A partir desta tese, nos parece razoável o entendimento de que o STF, ainda que não tenha reconhecido a existência do instituto como uma decorrência da Dignidade da Pessoa Humana e dos direitos da privacidade e da personalidade de uma forma geral, não excluiu completamente a existência desse direito. O que deve acontecer é a análise ponderada em cada caso em que o Direito ao Esquecimento é invocado, entendendo que existem limites que devem ser respeitados, sem que o seu reconhecimento, naquele caso em específico, implique na violação de outros direitos, tais como os direitos fundamentais aqui já mencionados.

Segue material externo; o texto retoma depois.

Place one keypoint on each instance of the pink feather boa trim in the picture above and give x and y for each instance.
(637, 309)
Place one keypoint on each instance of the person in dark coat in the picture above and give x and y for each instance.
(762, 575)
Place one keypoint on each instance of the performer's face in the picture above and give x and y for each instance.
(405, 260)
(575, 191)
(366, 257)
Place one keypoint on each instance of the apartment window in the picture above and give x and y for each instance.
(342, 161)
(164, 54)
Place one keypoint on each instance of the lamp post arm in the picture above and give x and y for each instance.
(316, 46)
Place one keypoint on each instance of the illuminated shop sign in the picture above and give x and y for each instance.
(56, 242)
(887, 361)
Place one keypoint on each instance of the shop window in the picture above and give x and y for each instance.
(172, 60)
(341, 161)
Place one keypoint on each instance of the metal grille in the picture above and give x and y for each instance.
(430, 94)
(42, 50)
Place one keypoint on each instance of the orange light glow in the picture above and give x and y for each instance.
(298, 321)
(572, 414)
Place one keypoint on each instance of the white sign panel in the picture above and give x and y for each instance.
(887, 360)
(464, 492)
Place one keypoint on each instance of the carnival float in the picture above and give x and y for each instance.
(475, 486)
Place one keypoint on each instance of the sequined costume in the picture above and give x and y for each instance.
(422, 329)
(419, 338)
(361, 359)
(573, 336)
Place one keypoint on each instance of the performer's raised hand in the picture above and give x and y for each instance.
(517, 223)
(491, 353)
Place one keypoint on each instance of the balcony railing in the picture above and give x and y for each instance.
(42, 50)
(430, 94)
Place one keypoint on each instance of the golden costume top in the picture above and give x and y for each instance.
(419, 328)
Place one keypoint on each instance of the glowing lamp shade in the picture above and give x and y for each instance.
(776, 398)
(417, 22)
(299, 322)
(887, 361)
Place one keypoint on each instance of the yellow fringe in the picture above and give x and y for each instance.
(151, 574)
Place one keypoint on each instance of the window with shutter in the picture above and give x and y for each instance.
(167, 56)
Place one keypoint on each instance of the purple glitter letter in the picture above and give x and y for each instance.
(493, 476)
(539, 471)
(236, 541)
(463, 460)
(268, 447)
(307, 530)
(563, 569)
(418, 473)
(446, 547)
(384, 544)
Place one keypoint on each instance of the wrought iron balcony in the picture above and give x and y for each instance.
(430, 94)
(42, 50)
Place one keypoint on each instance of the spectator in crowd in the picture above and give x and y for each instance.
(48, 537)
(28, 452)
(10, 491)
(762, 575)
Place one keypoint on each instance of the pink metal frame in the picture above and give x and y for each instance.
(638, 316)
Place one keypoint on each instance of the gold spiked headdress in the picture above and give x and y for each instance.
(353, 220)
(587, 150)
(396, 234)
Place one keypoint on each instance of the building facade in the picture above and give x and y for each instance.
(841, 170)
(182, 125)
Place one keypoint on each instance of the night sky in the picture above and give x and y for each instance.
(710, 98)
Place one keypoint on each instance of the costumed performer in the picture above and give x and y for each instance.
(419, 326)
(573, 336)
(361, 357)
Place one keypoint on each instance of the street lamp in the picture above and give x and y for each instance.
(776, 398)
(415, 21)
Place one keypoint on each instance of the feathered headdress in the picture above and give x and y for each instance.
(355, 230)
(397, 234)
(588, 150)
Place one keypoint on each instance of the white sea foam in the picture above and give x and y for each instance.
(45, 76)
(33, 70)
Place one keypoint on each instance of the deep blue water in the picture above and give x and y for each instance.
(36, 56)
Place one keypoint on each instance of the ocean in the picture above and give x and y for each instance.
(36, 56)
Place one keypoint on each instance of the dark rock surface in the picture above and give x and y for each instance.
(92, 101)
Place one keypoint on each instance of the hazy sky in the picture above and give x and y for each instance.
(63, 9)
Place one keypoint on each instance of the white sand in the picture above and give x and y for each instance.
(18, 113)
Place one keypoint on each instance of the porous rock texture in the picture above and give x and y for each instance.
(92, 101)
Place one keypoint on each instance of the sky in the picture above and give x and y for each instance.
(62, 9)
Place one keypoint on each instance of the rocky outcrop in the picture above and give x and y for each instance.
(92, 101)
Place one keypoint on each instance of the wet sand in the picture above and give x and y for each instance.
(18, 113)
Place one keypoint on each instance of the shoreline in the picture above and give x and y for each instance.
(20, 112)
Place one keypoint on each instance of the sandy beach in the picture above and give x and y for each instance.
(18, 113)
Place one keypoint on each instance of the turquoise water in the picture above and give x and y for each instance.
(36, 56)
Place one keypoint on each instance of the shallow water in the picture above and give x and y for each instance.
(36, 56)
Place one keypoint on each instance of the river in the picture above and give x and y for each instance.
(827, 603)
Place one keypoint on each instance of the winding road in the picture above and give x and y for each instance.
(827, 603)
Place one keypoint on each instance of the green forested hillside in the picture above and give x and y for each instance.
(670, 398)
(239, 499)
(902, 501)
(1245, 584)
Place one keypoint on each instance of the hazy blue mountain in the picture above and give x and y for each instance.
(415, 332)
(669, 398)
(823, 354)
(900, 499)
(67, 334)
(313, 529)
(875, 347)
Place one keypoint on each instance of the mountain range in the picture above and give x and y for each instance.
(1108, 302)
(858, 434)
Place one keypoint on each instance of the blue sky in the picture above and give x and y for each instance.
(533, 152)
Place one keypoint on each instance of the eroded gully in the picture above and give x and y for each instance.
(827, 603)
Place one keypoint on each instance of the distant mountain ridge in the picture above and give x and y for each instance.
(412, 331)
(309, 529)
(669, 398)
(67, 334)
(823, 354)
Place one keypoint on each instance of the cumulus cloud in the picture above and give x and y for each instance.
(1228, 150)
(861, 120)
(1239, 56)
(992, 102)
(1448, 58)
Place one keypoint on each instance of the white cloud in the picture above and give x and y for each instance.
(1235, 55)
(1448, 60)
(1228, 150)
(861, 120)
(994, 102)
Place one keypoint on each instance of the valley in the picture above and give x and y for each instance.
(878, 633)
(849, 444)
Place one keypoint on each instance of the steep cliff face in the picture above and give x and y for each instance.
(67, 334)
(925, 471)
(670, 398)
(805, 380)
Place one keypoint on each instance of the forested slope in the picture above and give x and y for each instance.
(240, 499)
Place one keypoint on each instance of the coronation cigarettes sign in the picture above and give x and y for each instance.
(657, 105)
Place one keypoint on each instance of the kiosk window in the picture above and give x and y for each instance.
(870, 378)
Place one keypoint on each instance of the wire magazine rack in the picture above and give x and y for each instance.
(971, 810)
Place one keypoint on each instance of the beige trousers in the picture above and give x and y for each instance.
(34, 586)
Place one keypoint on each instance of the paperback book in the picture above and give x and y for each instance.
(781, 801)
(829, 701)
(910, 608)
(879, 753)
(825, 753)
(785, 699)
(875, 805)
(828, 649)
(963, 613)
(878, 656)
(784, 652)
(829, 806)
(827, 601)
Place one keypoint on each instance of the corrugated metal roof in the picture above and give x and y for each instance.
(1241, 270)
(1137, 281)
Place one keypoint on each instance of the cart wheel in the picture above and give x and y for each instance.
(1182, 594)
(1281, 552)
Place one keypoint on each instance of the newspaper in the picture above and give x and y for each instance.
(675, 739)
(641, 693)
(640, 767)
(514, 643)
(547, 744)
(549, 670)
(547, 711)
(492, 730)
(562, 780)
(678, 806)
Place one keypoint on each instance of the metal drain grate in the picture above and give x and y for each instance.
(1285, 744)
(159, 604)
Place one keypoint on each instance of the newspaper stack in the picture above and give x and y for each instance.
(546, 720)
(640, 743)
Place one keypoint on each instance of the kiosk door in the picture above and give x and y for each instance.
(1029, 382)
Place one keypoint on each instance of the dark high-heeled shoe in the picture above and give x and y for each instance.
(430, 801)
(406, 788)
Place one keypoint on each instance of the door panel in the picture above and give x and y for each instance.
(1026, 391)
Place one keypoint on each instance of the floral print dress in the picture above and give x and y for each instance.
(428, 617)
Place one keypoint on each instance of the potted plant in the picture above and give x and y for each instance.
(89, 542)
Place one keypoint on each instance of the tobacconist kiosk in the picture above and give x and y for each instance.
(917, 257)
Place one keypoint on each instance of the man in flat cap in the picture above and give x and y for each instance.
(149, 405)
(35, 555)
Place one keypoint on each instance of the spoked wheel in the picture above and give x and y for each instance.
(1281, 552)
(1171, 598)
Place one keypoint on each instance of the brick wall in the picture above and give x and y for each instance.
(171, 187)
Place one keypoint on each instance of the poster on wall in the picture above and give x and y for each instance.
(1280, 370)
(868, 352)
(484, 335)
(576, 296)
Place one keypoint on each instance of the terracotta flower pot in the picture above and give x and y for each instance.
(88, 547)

É muito importante perceber o quão facilmente o conceito de direito ao esquecimento pode fugir do controle, e isto é muito preocupante, sobretudo quando não se tem um conceito juridicamente estruturado que balize a sua invocação. Não há dúvidas de que o Caso Aída Curi tem uma importância histórica imensurável, mas, dadas as suas particularidades, talvez não fosse o melhor caso de onde retirar um precedente de tamanha importância e relevância para o nosso ordenamento jurídico.

 

Notas e Referências

[1] Os mecanismos de busca consistem em “um conjunto de programas de computador que executa diversas tarefas com o objetivo de possibilitar a localização de arquivos e Websites que contenham ou guardem relação com a informação solicitada pelo usuário”. (LEONARDI, Marcel. Responsabilidade civil dos provedores de serviços de Internet. São Paulo: Juarez de Oliveira, 2005.

[2] CHIAVASSA, Marcelo de Mello Paula Lima; ANDRADE, Vitor Moraes. Manual de Direito Digital. São Paulo: Tirant: 2020.

[3] CHIAVASSA, Marcelo de Mello Paula Lima; ANDRADE, Vitor Moraes. Manual de Direito Digital. São Paulo: Tirant: 2020.

[4] STF - RE nº 1.010.606. Min. Rel. Dias Toffoli. Data do julgamento: 11.02.2021.